The final result is the average deviation over all color values and
all pixels of this transformed images.
- Purpose
-
Depending on the chosen sharpness the images loose any desired image information.
Thus this algorithm is valuable for nearly any scenario.
- Example
-
The exemplary algorithm
algorithm=bilinear;sharpness=0.2;expected=0.95
results in the following image:
- Parameters
- algorithm=bilinear
-
A 'Bilinear Filter' should be used for this image check.
- sharpness
-
Defines the sharpness of this bilinear filter.
Valid values are between 0.0 (complete loss of information) and 1.0 (no loss of information).
The sharpness is a linear parameter. This means a value of 0.5 eliminates exactly half
(plus minus rounding to entire pixels) of information.
- expected (optional, but recommended)
-
Defines the minimal match probability for the check to succeed.
Valid values are between 0.0 and 1.0. If not defined, use 0.98.
- resize (optional)
-
Defines, if the actual image should be resized before calculation to match
the size of the expected image.
Valid values are "true" and "false".
- find (optional)
-
Defines an image-in-image search.
A detailed description of this parameter can be found in subsection 58.3.1.
- Description
-
The image-in-image search allows to find an expected image within a (larger) image.
The check is successful when the expected image can be found anywhere using the defined algorithm.
Furthermore, you can determine the position of the match.
The following combination of parameters are valid:
find=best
or find=anywhere
find=best(resultX, resultY)
or find=anywhere(resultX, resultY)
- Purpose
-
The image-in-image search allows to compare images if you don't know the exact position and thus cannot define an offset.
The search can be combined with any algorithm and is thus valuable for any purpose.
- Example
-
The exemplary algorithm
algorithm=similarity;expected=0.95;find=best(resultX,resultY)
uses pixel-based similarity check (see subsection 58.2.3)
to find an image of Q as part of the full image.

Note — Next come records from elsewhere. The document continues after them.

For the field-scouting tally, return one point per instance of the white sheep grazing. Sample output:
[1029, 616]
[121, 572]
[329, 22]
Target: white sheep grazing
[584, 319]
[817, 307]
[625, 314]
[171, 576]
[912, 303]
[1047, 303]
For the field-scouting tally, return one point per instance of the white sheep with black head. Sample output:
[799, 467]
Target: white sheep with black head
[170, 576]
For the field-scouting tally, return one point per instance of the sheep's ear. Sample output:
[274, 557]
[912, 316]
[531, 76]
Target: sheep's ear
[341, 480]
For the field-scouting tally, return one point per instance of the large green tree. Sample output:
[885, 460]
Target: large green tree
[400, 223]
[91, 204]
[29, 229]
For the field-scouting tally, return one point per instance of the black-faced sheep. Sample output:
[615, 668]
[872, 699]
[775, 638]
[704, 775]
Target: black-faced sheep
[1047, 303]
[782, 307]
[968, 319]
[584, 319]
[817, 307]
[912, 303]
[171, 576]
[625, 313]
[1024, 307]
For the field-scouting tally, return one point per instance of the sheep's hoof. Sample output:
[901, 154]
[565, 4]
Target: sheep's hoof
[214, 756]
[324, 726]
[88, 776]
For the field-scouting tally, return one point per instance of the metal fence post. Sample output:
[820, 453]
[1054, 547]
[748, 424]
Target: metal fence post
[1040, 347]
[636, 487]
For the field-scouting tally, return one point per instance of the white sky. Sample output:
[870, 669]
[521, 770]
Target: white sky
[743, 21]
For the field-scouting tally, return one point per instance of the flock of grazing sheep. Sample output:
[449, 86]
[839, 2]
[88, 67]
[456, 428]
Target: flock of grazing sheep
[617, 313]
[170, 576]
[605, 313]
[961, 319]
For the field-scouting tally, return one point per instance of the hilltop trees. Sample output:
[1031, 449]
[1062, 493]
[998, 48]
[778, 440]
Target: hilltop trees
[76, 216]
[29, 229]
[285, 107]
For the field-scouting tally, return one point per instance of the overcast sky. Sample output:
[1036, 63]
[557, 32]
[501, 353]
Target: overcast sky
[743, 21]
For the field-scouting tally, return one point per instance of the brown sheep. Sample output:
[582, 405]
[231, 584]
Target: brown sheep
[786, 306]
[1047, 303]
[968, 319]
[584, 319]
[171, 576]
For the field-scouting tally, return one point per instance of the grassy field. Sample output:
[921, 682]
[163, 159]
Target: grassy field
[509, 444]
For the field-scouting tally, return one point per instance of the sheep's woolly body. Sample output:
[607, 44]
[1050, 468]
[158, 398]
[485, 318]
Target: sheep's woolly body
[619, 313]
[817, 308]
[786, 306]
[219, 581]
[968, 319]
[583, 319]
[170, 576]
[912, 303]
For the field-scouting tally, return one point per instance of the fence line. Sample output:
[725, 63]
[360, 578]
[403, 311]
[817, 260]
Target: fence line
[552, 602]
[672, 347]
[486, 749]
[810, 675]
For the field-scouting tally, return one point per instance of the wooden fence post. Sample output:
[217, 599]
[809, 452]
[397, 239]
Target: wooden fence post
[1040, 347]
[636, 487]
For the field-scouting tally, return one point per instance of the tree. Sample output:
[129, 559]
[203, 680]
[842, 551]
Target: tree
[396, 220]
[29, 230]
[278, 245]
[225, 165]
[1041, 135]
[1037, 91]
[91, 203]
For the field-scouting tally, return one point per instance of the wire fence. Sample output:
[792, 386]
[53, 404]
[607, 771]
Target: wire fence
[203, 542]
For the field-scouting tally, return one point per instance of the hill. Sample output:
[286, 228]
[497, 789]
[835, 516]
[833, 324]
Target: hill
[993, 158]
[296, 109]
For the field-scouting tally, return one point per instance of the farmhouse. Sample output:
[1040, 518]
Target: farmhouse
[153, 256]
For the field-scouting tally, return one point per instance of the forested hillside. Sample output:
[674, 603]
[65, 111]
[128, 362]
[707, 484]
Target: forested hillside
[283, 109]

The got image with highlighted region can be found within the run log.
Besides, the variables resultX and resultY are set to the location of the found image.
- Parameters
- find=best
-
Defines that the best match should be used.
- find=anyhwere
-
Defines that the first match which exceeds the expected match probability should be used.
The image-in-image search uses multiple threads and thus finding anywhere is non-deterministic.
- resultX
resultX
is the name of a QF-Test variable which holds the x-position of the found image.
If a variable for the x-position is defined, a variable for the y-position has to be defined as well (see syntax above).
- resultY
resultY
is the name of a QF-Test variable which holds the y-position of the found image.
If a variable for the y-position is defined, a variable for the x-position has to be defined as well (see syntax above).